Jean-Jacques Laublé jean-jacques · Tue Sep 19, 2006 2:25 pm

Posted by Jean-Jacques Laublé <jean-jacques.lauble@wanadoo.fr> Hi Jim

There are two ways to avoid both the risk to introduce a bias influenced by the problem's view of the examiner by measuring the strategy of the player and the risk of introducing the eventual luck of the player by measuring the play's results.

Both measure the results using as metric the objective chosen by the player as explained by John Sterman.

The first method is to run several plays, and take the average result. This will reduce the probability of a player winning by luck.

The second method less costly is to play only one game, and to ask every player to write down for every decision he takes in the game, the reasons of that decision.
It will permit to draw a relation between the way the players played and his results and eliminate the players having won by chance.
Regards.
J.J. Laublé Allocar .
Strasbourg France
Posted by Jean-Jacques Laublé <jean-jacques.lauble@wanadoo.fr> posting date Tue, 19 Sep 2006 11:28:34 +0200

Duggan James james.duggan nuigal · Tue Sep 19, 2006 2:38 pm

Posted by ""Duggan, James"" <james.duggan@nuigalway.ie> Thanks for the replies.

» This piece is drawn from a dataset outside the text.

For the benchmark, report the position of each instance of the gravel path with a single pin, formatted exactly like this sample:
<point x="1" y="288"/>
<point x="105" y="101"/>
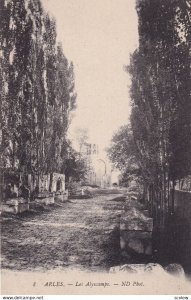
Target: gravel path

I guess an important challenge is how to separate the ""noise"" from the ""signal"" for each player's strategy, in order to evaluate how effective such strategies are. A complicating factor are the strong interdependencies, for example, the distributor may play a perfect individual game, but may look uncompetitive (and be unlucky) because of the behaviours of upstream or downstream players (behaviours which the distributor cannot directly control).

A related issue: consider the following scenario: let's say you run a beer game simulation with four different ordering strategies (s1, s2,
s3 and s4), where each strategy is randomly assigned to a player. You know in advance that s1 is the best strategy. Using a metric that is linked with reward (e.g. total cost), and where every agent could review, compare and change their strategy at regular intervals, would the supply chain strategies always ""evolve"" to a dominant best strategy (i.e. after 100 time units, would all the players adopt s1?) Are good ordering strategies path-dependent, will they always win out?

regards,
Jim.

P.S. I'm not asking anyone to develop such a model! I'm just wondering what their intuition might be on the eventual outcome.
Posted by ""Duggan, James"" <james.duggan@nuigalway.ie> posting date Mon, 18 Sep 2006 15:22:45 +0100

Richard Karash Richard Karash.co · Tue Sep 19, 2006 2:40 pm

Posted by Richard Karash <Richard@Karash.com> On Sat, 16 Sep 2006, Duggan James james.duggan nuigalway.ie wrote:

> I'd be interested in views regarding metrics for measuring individual
> performance in a Beer Game simulation. My rationale is to find an
> objective measure that identifies the best player in a simulated beer
> game. ...snip...

Hello James --

I think this is very difficult, if you really want to identify and reward the most effective individual action. I'll assume this is what you want to do.

If you want to use this as a teaching tool to demonstrate that obvious- seeming metrics can be bad, this should be easy to accomplish.

As other have said, the numeric performance at any position depends on the actions of others.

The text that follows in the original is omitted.